ArtsAutosBooksBusinessEducationEntertainmentFamilyFashionFoodGamesGenderHealthHolidaysHomeHubPagesPersonal FinancePetsPoliticsReligionSportsTechnologyTravel
  • »
  • Technology»
  • Computers & Software»
  • Computer Software

Using the Histogram Tool from the Analysis ToolPak in Excel 2007 and Excel 2010

Updated on May 1, 2013

Introduction

Hi and welcome to the last in my series on the Analysis ToolPak which is an add-in available in both Excel 2007 and Excel 2010. The ToolPak allows you to perform sophisticated statistical and mathematical analysis on your data using a number of powerful tools.

Today we will look at the Histogram Tool. This tool allows you to analyse your data and show in chart form how your data is distributed. In today’s example, we will again look at the results that my (fictional) students obtained in their recent exams. Excel 2007 and Excel 2010 allow you to define the boundary values or bin ranges (in my example, these are grade boundaries). You can also calculate cumulative percentages and order the histogram from the highest value to the lowest. The figure below shows the results expressed as a histogram.

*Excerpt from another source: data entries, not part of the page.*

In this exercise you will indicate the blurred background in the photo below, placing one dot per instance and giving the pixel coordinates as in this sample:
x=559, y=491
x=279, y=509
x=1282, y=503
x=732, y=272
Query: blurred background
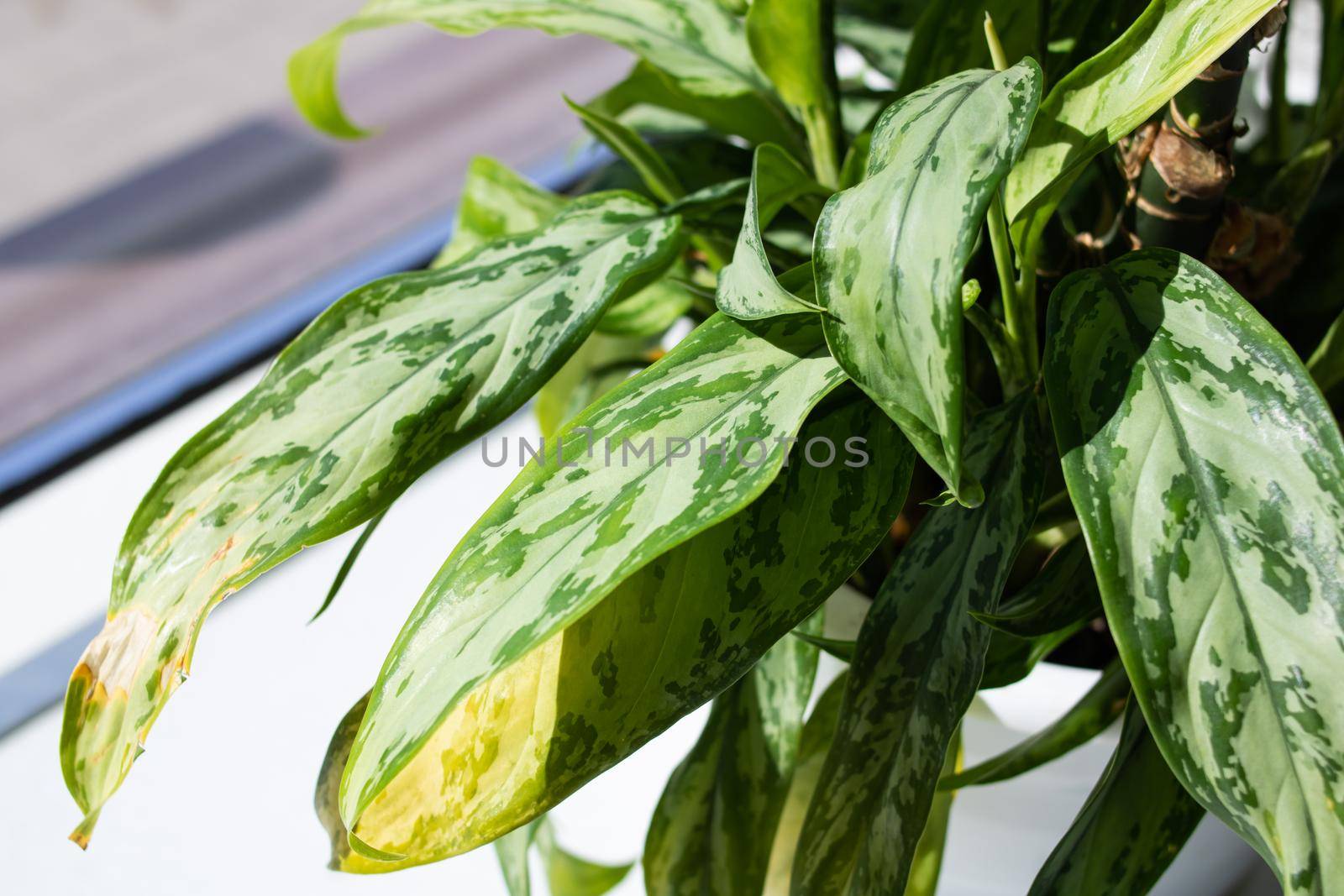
x=167, y=222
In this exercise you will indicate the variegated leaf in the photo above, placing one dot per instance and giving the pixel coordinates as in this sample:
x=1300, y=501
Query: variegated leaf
x=696, y=42
x=1086, y=719
x=951, y=38
x=812, y=755
x=669, y=637
x=385, y=385
x=890, y=253
x=570, y=528
x=917, y=668
x=499, y=202
x=706, y=836
x=1129, y=831
x=793, y=42
x=1207, y=472
x=748, y=288
x=1115, y=92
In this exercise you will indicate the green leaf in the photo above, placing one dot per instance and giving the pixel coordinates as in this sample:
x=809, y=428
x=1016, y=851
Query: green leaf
x=669, y=637
x=511, y=851
x=1129, y=831
x=882, y=46
x=569, y=875
x=1115, y=92
x=706, y=832
x=696, y=42
x=390, y=380
x=837, y=647
x=571, y=528
x=349, y=563
x=917, y=668
x=496, y=202
x=748, y=288
x=1206, y=473
x=600, y=365
x=1011, y=658
x=631, y=147
x=806, y=773
x=951, y=38
x=793, y=42
x=927, y=866
x=890, y=253
x=499, y=202
x=1061, y=597
x=1086, y=719
x=749, y=116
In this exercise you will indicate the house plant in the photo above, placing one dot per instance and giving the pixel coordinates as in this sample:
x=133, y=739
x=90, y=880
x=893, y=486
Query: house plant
x=898, y=295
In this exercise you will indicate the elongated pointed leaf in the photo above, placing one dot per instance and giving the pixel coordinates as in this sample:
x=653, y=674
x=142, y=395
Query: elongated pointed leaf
x=793, y=42
x=662, y=183
x=696, y=42
x=601, y=364
x=1115, y=92
x=385, y=385
x=1207, y=472
x=1061, y=597
x=496, y=202
x=951, y=38
x=1129, y=831
x=748, y=288
x=570, y=530
x=1086, y=719
x=669, y=637
x=917, y=668
x=706, y=836
x=890, y=251
x=570, y=875
x=813, y=745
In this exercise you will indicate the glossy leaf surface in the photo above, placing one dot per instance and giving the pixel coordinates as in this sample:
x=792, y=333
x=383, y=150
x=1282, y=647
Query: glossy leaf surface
x=890, y=253
x=669, y=637
x=917, y=668
x=696, y=42
x=1129, y=831
x=1101, y=705
x=1115, y=92
x=570, y=530
x=706, y=836
x=386, y=383
x=1207, y=472
x=748, y=286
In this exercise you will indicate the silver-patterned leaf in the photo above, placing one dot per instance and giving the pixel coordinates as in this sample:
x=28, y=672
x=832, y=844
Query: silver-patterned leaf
x=1206, y=470
x=890, y=253
x=667, y=454
x=1129, y=831
x=917, y=667
x=381, y=387
x=748, y=288
x=669, y=637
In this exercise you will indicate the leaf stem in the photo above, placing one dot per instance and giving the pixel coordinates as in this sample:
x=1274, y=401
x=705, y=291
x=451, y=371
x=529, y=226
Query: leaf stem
x=1019, y=298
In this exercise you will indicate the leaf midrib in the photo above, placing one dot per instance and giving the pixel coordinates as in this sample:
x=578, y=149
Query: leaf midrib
x=429, y=363
x=1207, y=496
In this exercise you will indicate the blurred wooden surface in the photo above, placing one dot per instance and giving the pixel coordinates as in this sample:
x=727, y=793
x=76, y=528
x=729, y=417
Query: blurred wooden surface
x=100, y=291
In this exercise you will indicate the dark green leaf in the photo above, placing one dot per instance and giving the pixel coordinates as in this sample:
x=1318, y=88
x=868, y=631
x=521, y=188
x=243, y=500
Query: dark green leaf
x=890, y=253
x=1086, y=719
x=917, y=668
x=1129, y=831
x=1207, y=472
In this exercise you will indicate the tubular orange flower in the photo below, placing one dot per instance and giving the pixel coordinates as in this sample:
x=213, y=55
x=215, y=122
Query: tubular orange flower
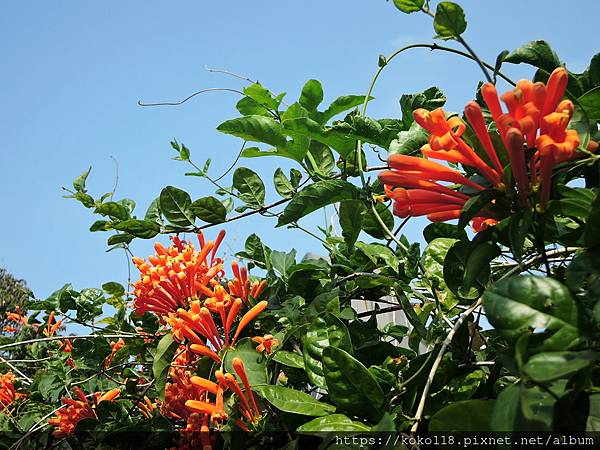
x=115, y=347
x=238, y=366
x=67, y=418
x=7, y=390
x=265, y=343
x=249, y=317
x=536, y=119
x=175, y=275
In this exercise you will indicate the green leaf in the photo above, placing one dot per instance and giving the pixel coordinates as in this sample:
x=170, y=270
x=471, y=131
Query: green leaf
x=339, y=105
x=550, y=366
x=308, y=128
x=466, y=415
x=262, y=96
x=590, y=102
x=332, y=423
x=371, y=225
x=250, y=187
x=139, y=228
x=429, y=99
x=165, y=351
x=283, y=185
x=256, y=129
x=79, y=182
x=517, y=231
x=351, y=220
x=311, y=95
x=282, y=261
x=121, y=238
x=293, y=401
x=113, y=210
x=153, y=212
x=316, y=196
x=467, y=267
x=535, y=53
x=449, y=21
x=289, y=359
x=254, y=362
x=320, y=160
x=175, y=206
x=351, y=386
x=409, y=141
x=209, y=209
x=324, y=331
x=409, y=6
x=514, y=306
x=591, y=237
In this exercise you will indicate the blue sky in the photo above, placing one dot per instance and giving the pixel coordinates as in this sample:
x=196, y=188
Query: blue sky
x=73, y=72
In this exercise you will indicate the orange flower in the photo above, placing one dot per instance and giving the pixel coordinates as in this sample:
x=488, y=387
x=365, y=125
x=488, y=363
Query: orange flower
x=536, y=119
x=115, y=347
x=175, y=275
x=67, y=418
x=51, y=327
x=265, y=343
x=7, y=390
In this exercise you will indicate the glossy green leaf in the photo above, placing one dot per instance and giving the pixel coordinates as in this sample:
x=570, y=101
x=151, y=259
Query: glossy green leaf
x=351, y=220
x=311, y=95
x=113, y=210
x=591, y=237
x=409, y=141
x=590, y=102
x=175, y=206
x=516, y=305
x=324, y=331
x=332, y=423
x=463, y=416
x=144, y=229
x=449, y=21
x=293, y=401
x=165, y=351
x=409, y=6
x=535, y=53
x=209, y=209
x=339, y=105
x=254, y=362
x=550, y=366
x=289, y=359
x=371, y=225
x=350, y=385
x=429, y=99
x=256, y=129
x=250, y=187
x=308, y=128
x=316, y=196
x=283, y=185
x=79, y=182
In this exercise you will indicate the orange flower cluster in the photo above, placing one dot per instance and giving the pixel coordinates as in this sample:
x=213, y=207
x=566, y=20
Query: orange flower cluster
x=265, y=343
x=67, y=418
x=536, y=124
x=7, y=390
x=206, y=312
x=51, y=326
x=177, y=275
x=115, y=347
x=19, y=320
x=200, y=402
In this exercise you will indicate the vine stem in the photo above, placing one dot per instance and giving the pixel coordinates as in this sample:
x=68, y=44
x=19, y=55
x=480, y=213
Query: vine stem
x=83, y=336
x=438, y=360
x=525, y=264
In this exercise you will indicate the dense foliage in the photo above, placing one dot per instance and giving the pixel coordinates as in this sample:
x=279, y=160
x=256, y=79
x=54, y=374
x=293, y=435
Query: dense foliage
x=502, y=305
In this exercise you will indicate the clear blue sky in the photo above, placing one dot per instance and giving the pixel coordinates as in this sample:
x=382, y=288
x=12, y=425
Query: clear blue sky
x=73, y=71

Example of a Histogram, created using the Histogram Tool from the Analysis Toolpak in Excel 2007 and Excel 2010.
Example of a Histogram, created using the Histogram Tool from the Analysis Toolpak in Excel 2007 and Excel 2010. | Source

I have a hub that covers adding the Analysis ToolPak to both Excel 2007 and Excel 2010 and also discusses how to make the ToolPak visible should it be already selected but not showing in Excel. That hub can be found here:

http://robbiecwilson.hubpages.com/hub/Using-the-Analysis-ToolPak-in-Excel-2007-and-Excel-2010

Creating the boundary values or bin values to be used in the Histogram in Excel 2007 and Excel 2010

Before we create our histogram we need to consider the boundaries we will use (referred to as bin values in Excel). As I am considering my students results, I will use the following grade boundaries:

The Boundaries or Bin Values we will use to create our Histogram in Excel 2007 and Excel 2010.
The Boundaries or Bin Values we will use to create our Histogram in Excel 2007 and Excel 2010. | Source

As you can see from the above figure, there are six boundaries and only five grades. This is because, an E is 0 – 30, a D is 30 – 50 and so on, with an A being 90 to 100. Now that we have the boundaries defined as well as their labels (contained in the column headed Grades) we can begin to construct our Histogram.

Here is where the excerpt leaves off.